Blumen statt Bomben?
(2006)
Auszüge aus dem zeitgenössischen Gedicht „Le dernier cri " von Erich Kästner schildern
eindrucksvoll die Situation der Frauen im Krieg und in der Nachkriegszeit.
In der Forschung war das Thema dagegen lange vernachlässigt worden und rückte erst seit
den 80er-Jahren des 20. Jahrhunderts verstärkt in das Blickfeld der Geschichtswissenschaft.
Die Nachkriegsgeschichte von Frauen wird als „Geschichte der Enttäuschungen und Demütigungen" gesehen, es ist die Rede von der „Restaurierung der Geschlechterverhältnisse" in
den 50er-Jahren oder einem „gigantischen Rollback in Sachen Frauenbild". In jüngster Zeit
beurteilt man die Stellung der Frau in der Nachkriegszeit allerdings auch positiver und wertet diese Jahre als wichtige Etappe der Frauenemanzipation.

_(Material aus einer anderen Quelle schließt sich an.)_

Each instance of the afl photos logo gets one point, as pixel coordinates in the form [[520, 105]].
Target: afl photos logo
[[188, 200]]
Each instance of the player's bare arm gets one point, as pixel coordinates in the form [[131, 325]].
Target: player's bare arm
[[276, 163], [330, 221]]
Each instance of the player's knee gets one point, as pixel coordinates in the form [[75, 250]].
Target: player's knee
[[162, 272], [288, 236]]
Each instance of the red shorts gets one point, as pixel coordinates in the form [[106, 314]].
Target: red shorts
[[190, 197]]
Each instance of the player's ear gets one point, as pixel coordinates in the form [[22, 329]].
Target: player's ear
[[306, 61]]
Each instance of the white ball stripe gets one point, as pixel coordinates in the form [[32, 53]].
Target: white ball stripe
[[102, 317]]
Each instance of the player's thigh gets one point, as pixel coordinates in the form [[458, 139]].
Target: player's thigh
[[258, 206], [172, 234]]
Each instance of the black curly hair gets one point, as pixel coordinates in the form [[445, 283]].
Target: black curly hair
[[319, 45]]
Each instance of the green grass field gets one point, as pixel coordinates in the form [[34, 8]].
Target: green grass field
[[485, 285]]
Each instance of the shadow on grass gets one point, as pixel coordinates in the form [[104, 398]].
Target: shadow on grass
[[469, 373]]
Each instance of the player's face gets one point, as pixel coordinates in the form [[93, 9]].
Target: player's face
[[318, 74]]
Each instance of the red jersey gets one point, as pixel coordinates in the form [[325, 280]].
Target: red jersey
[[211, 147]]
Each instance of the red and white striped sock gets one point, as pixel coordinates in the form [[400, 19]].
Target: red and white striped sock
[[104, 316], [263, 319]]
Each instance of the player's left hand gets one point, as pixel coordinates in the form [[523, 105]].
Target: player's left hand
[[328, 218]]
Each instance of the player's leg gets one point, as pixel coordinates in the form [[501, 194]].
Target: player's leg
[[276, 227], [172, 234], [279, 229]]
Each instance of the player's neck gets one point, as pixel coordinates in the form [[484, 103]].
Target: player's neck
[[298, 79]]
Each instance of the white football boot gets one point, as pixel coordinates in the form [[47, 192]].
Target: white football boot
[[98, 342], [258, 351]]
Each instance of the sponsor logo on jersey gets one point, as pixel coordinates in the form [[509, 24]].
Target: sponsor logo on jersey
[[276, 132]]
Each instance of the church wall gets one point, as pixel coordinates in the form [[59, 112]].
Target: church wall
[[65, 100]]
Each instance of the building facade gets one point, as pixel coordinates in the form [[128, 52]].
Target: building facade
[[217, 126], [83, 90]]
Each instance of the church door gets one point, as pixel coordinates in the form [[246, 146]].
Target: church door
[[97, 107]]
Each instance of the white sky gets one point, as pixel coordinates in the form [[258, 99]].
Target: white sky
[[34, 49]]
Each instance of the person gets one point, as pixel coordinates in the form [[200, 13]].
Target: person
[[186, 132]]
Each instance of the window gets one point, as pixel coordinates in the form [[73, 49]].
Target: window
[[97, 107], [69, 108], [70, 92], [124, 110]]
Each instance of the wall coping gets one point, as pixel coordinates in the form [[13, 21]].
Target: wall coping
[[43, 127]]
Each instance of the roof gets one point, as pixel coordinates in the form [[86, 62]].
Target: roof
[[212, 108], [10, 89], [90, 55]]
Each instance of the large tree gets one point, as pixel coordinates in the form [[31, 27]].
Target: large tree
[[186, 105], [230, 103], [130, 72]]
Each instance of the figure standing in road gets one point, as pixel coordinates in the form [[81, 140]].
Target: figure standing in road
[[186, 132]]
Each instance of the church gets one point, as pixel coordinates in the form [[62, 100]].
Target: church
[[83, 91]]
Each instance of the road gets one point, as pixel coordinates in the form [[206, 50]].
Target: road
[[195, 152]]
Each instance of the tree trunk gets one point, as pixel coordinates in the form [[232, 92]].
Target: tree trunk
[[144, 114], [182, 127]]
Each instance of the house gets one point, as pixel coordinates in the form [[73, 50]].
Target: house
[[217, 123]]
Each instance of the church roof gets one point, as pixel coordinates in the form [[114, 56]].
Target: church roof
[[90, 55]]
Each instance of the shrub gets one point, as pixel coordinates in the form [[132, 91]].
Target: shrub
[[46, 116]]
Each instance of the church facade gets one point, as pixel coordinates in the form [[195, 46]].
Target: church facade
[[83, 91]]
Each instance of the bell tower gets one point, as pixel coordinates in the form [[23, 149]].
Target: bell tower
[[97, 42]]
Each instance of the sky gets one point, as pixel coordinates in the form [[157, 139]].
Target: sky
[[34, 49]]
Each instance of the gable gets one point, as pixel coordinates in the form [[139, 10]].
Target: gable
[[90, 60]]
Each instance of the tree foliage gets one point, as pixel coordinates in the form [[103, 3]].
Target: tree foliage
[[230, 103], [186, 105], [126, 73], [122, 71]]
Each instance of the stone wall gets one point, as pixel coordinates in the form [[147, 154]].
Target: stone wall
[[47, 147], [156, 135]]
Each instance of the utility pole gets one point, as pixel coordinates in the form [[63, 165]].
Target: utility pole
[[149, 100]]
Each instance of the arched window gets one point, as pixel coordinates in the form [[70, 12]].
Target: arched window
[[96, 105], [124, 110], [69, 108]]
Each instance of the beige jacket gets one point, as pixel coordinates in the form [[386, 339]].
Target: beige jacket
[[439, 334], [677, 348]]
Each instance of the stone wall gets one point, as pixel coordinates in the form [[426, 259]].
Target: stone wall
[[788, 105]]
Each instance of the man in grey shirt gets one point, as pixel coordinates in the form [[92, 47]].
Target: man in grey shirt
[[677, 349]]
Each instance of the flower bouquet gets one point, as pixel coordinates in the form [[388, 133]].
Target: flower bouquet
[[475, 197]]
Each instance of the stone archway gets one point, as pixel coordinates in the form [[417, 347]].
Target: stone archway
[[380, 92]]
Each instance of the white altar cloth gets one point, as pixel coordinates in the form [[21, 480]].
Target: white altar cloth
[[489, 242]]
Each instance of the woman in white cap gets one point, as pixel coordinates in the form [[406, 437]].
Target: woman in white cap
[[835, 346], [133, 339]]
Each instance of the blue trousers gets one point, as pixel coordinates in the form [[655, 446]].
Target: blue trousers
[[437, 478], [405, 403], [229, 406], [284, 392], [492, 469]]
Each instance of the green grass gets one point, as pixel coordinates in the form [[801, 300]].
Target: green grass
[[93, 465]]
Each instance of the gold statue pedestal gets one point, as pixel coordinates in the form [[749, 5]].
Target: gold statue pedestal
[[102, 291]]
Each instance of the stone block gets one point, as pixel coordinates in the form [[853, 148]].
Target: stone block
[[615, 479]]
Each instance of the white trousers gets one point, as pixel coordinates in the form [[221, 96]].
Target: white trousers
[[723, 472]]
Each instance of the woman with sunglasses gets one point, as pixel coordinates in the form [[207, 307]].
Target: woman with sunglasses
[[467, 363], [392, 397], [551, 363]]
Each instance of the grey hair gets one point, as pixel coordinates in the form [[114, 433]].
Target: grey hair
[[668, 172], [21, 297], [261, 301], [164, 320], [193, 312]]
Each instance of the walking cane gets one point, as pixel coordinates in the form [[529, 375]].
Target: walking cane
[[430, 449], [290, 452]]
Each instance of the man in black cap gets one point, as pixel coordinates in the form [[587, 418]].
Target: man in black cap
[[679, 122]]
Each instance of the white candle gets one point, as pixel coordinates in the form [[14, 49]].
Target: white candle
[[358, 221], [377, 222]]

Im Folgenden soll am Beispiel Freiburgs geprüft werden, welche Sichtweise der historischen Realität eher entspricht. Wie erlebten die Freiburgerinnen das Ende des Krieges? Bedeutete die „Stunde Null" Zusammenbruch
oder Befreiung für die Frauen? Ein besonderes Augenmerk der Untersuchung wird dabei auf
den Muttertag gelegt, der einen guten Indikator für das geltende Frauenbild darstellt.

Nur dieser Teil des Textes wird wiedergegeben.